In NLP how to tokenize words like "Salesman" into Sales and man?-CodePudding

I am trying to correlate two documents one is having sale and other is having salesman , saleswomen. Is there a method in Python, NLP to split or tokenize salesman into sales and man?

Update: I have to process a large dataset. So, adding individual cases may be little difficult.

I found a library splitter https://github.com/TimKam/compound-word-splitter

import splitter
print(splitter.split('artfactory'))
print(splitter.split('salesman'))

but it is is working for art factory / but not salesman Output ['art', 'factory'] ['salesman']

CodePudding user response：

I think a possible solution for you would be to write an Regex expression in order to map the word "Sales" and then extract everything that comes after it (in your case, "man" or "women"). Take a look at Regex and lookahead techniques in Python, if you are not familiar with.

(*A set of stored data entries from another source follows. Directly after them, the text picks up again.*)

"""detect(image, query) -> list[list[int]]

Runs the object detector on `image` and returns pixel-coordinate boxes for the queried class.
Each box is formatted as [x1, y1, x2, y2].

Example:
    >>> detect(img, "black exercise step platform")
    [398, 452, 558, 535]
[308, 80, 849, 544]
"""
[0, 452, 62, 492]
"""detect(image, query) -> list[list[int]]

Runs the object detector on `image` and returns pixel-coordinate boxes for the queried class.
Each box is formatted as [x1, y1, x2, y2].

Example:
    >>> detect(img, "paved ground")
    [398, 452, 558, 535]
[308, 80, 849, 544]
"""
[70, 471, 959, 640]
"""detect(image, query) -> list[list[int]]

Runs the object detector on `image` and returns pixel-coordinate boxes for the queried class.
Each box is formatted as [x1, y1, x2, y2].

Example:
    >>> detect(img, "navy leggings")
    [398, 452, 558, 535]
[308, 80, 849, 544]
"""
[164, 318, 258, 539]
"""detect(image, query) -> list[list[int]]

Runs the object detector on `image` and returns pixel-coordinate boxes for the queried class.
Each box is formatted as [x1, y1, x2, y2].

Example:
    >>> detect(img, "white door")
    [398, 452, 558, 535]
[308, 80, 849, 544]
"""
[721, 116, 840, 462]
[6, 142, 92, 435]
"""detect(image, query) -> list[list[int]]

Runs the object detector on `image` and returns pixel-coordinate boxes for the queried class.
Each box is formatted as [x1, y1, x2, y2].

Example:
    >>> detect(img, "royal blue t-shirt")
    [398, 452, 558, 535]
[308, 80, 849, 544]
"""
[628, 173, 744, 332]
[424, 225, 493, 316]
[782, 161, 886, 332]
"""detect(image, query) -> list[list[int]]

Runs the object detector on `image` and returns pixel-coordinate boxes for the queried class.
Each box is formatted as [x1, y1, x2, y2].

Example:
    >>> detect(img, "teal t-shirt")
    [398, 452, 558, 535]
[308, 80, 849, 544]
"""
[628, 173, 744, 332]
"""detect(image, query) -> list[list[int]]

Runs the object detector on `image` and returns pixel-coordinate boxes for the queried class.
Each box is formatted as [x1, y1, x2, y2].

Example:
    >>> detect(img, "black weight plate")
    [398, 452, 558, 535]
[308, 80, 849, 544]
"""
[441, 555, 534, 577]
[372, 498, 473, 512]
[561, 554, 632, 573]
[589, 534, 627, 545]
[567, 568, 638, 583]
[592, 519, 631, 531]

CodePudding user response：

I don't know about nltk but you can do that with spaCy. Here's a demonstration, slightly edited, copied straight from their docs.

import spacy
from spacy.symbols import ORTH

nlp = spacy.load("en_core_web_sm")
doc = nlp("a salesman")  # phrase to tokenize
print([w.text for w in doc])  # ['a', 'salesman']

# Add special case rule
special_case = [{ORTH: "sales"}, {ORTH: "man"}]
nlp.tokenizer.add_special_case("salesman", special_case)

# Check new tokenization
print([w.text for w in nlp("a salesman")])  # ['a', 'sales', 'man']

There must be better ways to add rules for similar words like saleswoman, should you have that need, but even a for-loop them would do.